ここの「リスク分析」や「リスク評価」内の「さらなる分析」に当たって、気を付けたいのは「何を分析するのか?」をよく理解しておくことです。

リスク分析として有名な手法に「なぜなぜ分析」があります。リスクの発生に対して「なぜそれが起こってしまったのか?」を分析し、それを繰り返し行うことによって真の原因を追究していく手法です。この手法はトヨタ自動車が発祥であるため「トヨタ式なぜなぜ分析」や、「なぜ?」を5回繰り返して真の原因を追究することが望ましいとされていることから「なぜなぜ5回」とも言われます。
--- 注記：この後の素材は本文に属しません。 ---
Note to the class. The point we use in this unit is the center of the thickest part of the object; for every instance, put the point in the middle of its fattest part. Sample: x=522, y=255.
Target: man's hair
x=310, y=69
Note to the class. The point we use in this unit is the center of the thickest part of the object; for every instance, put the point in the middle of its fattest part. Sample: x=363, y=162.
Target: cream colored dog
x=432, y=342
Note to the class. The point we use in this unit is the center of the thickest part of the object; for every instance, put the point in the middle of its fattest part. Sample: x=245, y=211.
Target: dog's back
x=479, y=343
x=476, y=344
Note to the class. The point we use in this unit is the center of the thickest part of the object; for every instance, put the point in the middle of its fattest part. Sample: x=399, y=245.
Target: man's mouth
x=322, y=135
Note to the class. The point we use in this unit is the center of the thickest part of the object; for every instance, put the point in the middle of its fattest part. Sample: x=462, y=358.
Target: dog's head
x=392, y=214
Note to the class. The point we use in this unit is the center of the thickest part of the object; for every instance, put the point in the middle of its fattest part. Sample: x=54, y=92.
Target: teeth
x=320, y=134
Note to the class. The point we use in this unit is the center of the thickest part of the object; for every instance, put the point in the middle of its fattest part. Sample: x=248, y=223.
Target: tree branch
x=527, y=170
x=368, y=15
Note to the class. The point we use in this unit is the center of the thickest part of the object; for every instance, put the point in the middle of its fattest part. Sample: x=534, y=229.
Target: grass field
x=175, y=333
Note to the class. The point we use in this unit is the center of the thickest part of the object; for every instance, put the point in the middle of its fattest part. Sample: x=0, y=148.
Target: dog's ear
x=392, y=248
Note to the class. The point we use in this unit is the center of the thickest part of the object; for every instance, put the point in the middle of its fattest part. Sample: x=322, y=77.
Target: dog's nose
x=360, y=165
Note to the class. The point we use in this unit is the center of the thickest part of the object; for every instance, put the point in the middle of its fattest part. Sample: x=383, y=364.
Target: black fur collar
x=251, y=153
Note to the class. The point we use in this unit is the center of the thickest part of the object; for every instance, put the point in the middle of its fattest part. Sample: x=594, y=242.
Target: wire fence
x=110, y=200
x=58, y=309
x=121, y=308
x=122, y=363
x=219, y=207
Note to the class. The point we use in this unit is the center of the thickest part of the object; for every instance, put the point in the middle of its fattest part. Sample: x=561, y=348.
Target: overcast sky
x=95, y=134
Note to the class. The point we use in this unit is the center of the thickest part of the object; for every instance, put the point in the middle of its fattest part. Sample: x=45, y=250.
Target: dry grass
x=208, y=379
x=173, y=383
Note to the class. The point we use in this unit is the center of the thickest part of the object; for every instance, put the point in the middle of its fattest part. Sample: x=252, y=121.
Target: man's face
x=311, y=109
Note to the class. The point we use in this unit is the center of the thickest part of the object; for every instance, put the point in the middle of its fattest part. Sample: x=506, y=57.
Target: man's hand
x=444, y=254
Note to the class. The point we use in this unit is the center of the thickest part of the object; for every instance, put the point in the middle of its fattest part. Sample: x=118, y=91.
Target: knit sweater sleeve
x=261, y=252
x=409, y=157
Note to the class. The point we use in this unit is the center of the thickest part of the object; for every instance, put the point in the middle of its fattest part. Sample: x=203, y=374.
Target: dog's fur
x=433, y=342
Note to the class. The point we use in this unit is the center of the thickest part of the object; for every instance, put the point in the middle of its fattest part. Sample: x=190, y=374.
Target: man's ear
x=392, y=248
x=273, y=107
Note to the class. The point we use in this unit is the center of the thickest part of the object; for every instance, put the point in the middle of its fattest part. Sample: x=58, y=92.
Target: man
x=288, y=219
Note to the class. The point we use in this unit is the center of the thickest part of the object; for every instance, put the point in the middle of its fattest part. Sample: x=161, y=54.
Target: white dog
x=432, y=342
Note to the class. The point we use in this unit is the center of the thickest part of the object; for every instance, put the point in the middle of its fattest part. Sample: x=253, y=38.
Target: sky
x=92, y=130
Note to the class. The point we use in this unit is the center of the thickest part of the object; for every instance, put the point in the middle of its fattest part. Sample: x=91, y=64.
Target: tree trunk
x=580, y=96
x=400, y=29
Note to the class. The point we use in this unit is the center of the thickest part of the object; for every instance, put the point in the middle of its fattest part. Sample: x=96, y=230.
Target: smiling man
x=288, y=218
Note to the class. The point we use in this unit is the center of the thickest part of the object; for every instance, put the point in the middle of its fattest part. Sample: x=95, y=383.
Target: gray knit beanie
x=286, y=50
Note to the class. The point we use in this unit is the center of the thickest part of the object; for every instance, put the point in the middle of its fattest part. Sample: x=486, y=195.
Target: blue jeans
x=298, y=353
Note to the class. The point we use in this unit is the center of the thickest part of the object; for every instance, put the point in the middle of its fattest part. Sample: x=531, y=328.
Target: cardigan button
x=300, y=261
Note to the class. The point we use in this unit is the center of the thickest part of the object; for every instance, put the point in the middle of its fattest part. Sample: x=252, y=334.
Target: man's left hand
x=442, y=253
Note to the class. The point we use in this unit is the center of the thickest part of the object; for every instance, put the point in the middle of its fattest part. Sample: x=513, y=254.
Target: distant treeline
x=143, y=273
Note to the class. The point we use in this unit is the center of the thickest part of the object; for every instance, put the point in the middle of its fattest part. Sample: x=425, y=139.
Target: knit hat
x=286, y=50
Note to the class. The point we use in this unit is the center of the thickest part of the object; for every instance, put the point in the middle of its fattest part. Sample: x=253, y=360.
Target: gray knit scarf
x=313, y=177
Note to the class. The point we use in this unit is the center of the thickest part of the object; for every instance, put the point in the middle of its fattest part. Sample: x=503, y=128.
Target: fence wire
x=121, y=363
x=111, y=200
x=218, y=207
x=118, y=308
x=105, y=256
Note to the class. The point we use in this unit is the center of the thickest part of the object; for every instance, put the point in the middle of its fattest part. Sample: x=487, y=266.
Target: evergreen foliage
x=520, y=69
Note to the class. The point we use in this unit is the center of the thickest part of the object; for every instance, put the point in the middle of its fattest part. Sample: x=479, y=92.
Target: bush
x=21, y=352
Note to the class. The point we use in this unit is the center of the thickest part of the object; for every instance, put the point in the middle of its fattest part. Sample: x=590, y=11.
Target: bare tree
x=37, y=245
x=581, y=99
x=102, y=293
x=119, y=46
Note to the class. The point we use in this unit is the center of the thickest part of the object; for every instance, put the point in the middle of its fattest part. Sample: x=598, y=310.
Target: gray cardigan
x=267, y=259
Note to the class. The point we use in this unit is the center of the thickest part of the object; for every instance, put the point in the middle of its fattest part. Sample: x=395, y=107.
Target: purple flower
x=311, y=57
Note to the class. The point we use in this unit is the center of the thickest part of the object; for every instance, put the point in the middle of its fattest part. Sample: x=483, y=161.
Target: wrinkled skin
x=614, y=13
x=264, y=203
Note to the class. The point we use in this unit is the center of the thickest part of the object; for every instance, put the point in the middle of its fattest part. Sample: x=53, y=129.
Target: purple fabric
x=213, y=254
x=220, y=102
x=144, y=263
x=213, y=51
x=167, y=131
ただし、「なぜ?」は何を問うのか、をよく理解していないと【なぜ?】「機密情報の取り扱いに対しての注意や意識が低い」→【対策】「機密情報の取り扱いに関する社員教育の徹底」として事例のような結果になってしまいます。

リスク分析やリスク評価~さらなる分析~の際に気を付けたいのは「『管理システムの欠陥』がどこにあったためにリスクが発生したのか(し得るのか)?」の視点です。

事例の場合の「なぜ?」は、「なぜ情報漏洩が発生したのか?」を追求していく過程で「どの管理システムに欠陥があるために情報漏洩した(し得る)のか?」を追求しなければなりません。分析のどこかの段階で「なぜデータの持ち出しが必須な業務環境であるにもかかわらず、セキュリティーの甘い状態での持ち出しが可能であったのか?」という「なぜ」に行き着く必要があります。そこで「アクセス制御されていないパソコンが持ち出せる」や「機能制限のないUSBメモリーが使用できる状態になっている」という管理システムの欠陥を探し出さなければ「真の原因」とはなり得ず、再発防止や予防措置にはならないのです。

事例の場合には、例えば「持ち出し用のパソコンをシンクライアント化する」「指紋認証やデータ暗号化USBメモリーを導入し、このUSB以外は使用不可にする仕組みを導入する」といったものが、対策として考えられます。

リスク分析やリスク評価に当たっては、この「管理システムの欠陥」を探していく作業を行わないと、BさんやCさん以外の人間が同じ原因で紛失・盗難に遭い、A社ではまたいつか情報漏えい事故が再発してしまうのです。